El cónsul miró a Alice circunspecto.
– Si usted lo dice, pero me sorprende, no tenemos ningún rastro de usted en los registros y borradores que hemos consultado. Tal vez su padre no había informado de su existencia a nuestros servicios.
– ¿Su padre habría ido a buscar protección ante la embajada para su mujer y para él, y habría omitido informar de la presencia de su única hija? Me sorprendería mucho -intervino Daldry-. ¿Está seguro, señor cónsul, de que los niños aparecen en sus registros?
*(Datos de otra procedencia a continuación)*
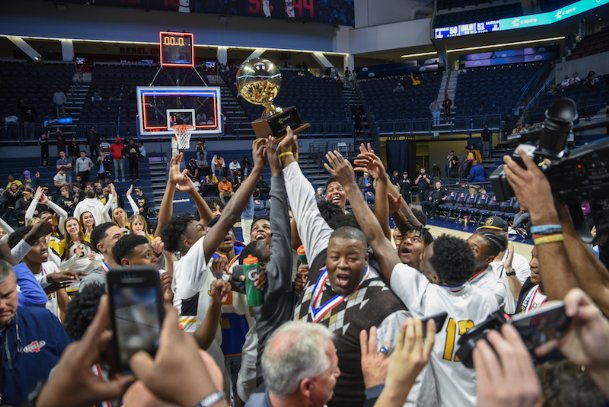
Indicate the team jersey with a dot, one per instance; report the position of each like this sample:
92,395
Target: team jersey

– Pero bueno, señor Daldry, ¿por quién nos toma? Somos un país civilizado. Por supuesto que los niños estaban inscritos con sus padres.
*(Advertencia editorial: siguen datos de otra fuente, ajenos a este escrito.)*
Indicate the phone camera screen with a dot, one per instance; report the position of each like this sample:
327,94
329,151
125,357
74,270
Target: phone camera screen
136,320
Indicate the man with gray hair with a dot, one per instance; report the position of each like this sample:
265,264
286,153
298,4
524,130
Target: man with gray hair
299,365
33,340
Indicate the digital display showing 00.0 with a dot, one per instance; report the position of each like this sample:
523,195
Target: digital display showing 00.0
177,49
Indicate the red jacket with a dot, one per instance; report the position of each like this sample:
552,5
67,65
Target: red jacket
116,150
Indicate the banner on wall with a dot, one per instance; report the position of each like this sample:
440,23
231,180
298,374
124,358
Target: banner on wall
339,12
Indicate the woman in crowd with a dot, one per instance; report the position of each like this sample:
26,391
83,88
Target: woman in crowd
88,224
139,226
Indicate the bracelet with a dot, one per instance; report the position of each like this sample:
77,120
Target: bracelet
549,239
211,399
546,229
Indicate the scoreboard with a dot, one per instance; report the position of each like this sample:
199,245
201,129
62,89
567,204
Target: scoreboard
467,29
– Entonces -dijo Daldry volviéndose hacia Alice-, es posible que su padre haya decidido omitir voluntariamente su presencia por miedo a que esa repatriación se juzgase demasiado aventurada para un niño de corta edad.
– Desde luego que no -protestó vivamente el cónsul-. ¡Las mujeres y los niños primero! Tengo como prueba de ello que, entre las familias embarcadas a bordo de ese carguero español, había niños, y eran la prioridad.
– Entonces, no echemos a perder este momento preocupándonos por motivos que probablemente no se lo merezcan. Señor cónsul, no sé cómo agradecérselo, las informaciones que acaba de darnos superan con mucho nuestras expectativas…
– ¿Y no me acordaría de algo? -murmuró Alice interrumpiendo a Daldry-. ¿No guardaría ni el más mínimo recuerdo?
– No quiero ser indiscreto y mucho menos grosero, pero ¿qué edad tenía, señorita Pendelbury?
– Cumplí cuatro años el 25 de marzo de 1915.
– Y, por tanto, tenía cinco a comienzos de la primavera de 1916. Les profeso el mayor de los cariños a mis padres, les estaré agradecido toda la vida por la educación y el amor que me dieron, pero sería incapaz de acordarme de nada que se remonte a tan temprana edad -dijo el cónsul dando unas palmaditas en la mano de Alice-. Bueno, espero haber cumplido con mi misión y satisfecho su solicitud. Si puedo serles de utilidad en cualquier otra cosa, no duden en venir a visitarme, ya saben dónde se encuentra nuestro consulado. Ahora debo dejarles, voy a llegar tarde.
– ¿Recuerda su dirección?
– La anoté en un trozo de papel, imaginándome que me haría esa pregunta. Espere -dijo el cónsul rebuscando en el bolsillo interior de su chaqueta-, aquí está… Vivían muy cerca de aquí, en la antigua calle mayor de Pera, rebautizada calle de Isklital, y más exactamente en la segunda planta de ciudad Rumelia, está justo al lado de ese célebre pasaje de flores.
El cónsul besó la mano de Alice y se levantó.
– ¿Tendría la gentileza -dijo dirigiéndose a Daldry- de acompañarme hasta la puerta del hotel? Tengo dos cositas que decirle, nada importante.
Daldry se levantó y siguió al cónsul, quien se ponía el abrigo. Cruzaron el vestíbulo; el cónsul se detuvo delante de la recepción y se dirigió a Daldry.
– Mientras hacía esas búsquedas para su amiga he buscado, por curiosidad, la presencia de un Finch en el Ministerio de Asuntos Exteriores.
– ¿Sí?
– Pues sí…, y el único empleado que responde al nombre de Finch es un aprendiz en la sección de correo; en ningún caso puede tratarse de su tío, ¿no es así?
– No lo creo, en efecto -respondió Daldry examinándose la punta de los zapatos.
– Eso es, en efecto, lo que me parecía a mí. Le deseo una agradable estancia en Estambul, señor Finch-Daldry -dijo el cónsul antes de cruzar precipitadamente la puerta giratoria.